Measurement done right helps organizations make smart decisions about the choices they face – rather than simply relying on anecdote or intuition. To paraphrase the well-known management consultant Peter Drucker: what you measure, you can improve. It’s an axiom we try to live by when it comes to safety and security at Facebook.
We built Facebook to be a place where people can openly discuss different ideas, even ideas that some people may find controversial or offensive. But we also want to make sure our service is safe for everyone. Sometimes that is a hard balance to strike.
Last month, for the first time, we published the guidelines our review team uses to decide what stays up and what comes down on Facebook. And today, again for the first time, we’re sharing the data we use internally to measure our effectiveness in enforcing these standards. It’s work in progress – and we will likely change our methodology over time as we learn more about what’s important, and what works.
Today’s report gives you a detailed description of our internal processes and data methodology. It’s an attempt to open up about how Facebook is doing at removing bad content from our site, so you can be the judge. And it’s designed to make it easy for scholars, policymakers and community groups to give us feedback so that we can do better over time.
We can’t change the fact that people will always try to post bad things on Facebook – whether it is hate speech, terrorist propaganda or images that exploit children. But we can try to control how many times content that violates our Community Standards is seen. As the head of data analytics, I lead the team that is responsible for measuring our work in this area, so the company can better understand how effective we are at enforcing our policies.

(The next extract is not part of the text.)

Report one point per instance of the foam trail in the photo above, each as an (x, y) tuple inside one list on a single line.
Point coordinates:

The most important measure we use is impact: the harm any piece of bad content has when it’s posted on Facebook. Our conceptual formula for looking at that is pretty straightforward. We measure both how often the content is seen (“views”) and how severe the impact of each view is on the people who see it as well as the broader community:
Total impact = views of violating content x impact of violating content per view
Views are relatively easy to count. We simply measure the number of times people see something. But it’s much harder to gauge impact accurately. For example, how negatively impacted is someone who sees hate speech versus someone who sees graphic violence? And what’s the percentage difference? How do you compare the severity of terrorist propaganda to images of children being sexually abused?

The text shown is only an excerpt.